How does cost-push inflation lead to stagflation, and what was a real-world example of this happening in the past?

Asked by BertieBoots

Answer (1)

Cost-push inflation happens when the cost of production—like raw materials, energy, or labor—goes up, making it more expensive for businesses to produce goods and services. When this happens across many industries at the same time, prices rise even if consumer demand stays the same. This leads to stagflation, a situation where prices go up (inflation) and economic growth slows down (stagnation), often causing high unemployment at the same time.One of the most famous examples of stagflation happened in the 1970s during the oil crisis. The Organization of the Petroleum Exporting Countries (OPEC) cut oil production, which made global oil prices rise sharply. Because oil is used in transportation, electricity, and manufacturing, this increased the cost of almost everything. As prices rose, companies couldn’t afford to keep operating normally.

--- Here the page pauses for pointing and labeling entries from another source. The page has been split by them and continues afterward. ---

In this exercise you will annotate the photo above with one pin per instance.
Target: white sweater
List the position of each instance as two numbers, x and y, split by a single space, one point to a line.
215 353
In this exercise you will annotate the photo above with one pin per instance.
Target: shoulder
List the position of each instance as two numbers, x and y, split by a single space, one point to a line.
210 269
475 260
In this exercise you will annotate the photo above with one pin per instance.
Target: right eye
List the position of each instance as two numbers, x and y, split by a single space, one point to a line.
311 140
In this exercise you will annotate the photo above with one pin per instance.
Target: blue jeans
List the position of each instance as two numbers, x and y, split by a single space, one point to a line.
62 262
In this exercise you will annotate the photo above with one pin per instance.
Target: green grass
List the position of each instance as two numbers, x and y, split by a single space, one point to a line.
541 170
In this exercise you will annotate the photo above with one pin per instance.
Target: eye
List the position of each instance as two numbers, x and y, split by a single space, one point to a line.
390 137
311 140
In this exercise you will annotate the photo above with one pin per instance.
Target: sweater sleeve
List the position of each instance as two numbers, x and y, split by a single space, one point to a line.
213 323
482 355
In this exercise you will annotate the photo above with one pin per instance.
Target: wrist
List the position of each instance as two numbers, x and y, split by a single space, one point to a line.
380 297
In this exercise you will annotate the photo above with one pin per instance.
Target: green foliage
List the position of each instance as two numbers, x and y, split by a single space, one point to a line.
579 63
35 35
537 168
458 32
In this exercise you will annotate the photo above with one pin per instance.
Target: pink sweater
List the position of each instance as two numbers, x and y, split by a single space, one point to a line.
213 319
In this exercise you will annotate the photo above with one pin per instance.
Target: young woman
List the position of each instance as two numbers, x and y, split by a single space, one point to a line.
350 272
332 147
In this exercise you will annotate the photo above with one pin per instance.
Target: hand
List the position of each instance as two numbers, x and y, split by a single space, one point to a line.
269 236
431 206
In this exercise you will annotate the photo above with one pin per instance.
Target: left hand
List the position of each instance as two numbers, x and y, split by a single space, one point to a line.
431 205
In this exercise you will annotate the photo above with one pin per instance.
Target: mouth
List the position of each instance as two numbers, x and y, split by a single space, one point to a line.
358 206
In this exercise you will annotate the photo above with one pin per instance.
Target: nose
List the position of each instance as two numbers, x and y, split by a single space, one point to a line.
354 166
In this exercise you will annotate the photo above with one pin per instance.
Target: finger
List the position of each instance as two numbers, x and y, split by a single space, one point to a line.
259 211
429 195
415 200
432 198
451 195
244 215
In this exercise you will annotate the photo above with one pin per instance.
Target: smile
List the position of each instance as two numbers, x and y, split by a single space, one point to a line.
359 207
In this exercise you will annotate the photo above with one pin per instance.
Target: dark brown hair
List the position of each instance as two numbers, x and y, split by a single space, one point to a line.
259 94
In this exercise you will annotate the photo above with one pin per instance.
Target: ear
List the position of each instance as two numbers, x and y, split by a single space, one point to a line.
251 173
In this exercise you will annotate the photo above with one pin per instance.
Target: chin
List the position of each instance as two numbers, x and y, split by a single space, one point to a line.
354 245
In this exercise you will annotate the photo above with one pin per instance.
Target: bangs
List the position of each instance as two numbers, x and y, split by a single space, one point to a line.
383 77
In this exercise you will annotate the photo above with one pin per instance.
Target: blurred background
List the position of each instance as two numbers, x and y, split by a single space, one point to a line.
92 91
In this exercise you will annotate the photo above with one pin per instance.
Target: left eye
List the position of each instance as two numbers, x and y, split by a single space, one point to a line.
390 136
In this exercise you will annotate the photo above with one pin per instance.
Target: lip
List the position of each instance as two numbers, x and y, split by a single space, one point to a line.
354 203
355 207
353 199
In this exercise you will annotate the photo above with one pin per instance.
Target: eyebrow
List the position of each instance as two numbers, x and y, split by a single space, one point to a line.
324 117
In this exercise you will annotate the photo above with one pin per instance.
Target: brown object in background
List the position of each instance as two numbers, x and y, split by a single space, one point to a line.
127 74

Many cut costs by reducing production or laying off workers. The result was high inflation, high unemployment, and slow economic growth—a combination that shocked many economists who had previously believed inflation and unemployment couldn’t rise together.In the Philippines, a local version of this occurred during the global oil price spikes in 2008 and again in 2022. When fuel prices went up, transportation and electricity bills increased. Jeepney drivers had to ask for fare hikes, farmers spent more on fuel for their tractors and irrigation, and food prices went up too. But at the same time, businesses slowed down hiring and reduced work hours. For ordinary Filipinos, this meant more expensive daily living while finding and keeping a job became harder.Stagflation is dangerous because it gives policymakers a tough challenge. Fighting inflation might slow the economy more, while trying to stimulate growth might increase inflation. That’s why avoiding cost-push inflation—by securing energy supply, reducing dependence on imports, and improving local productivity—is important for a country like the Philippines.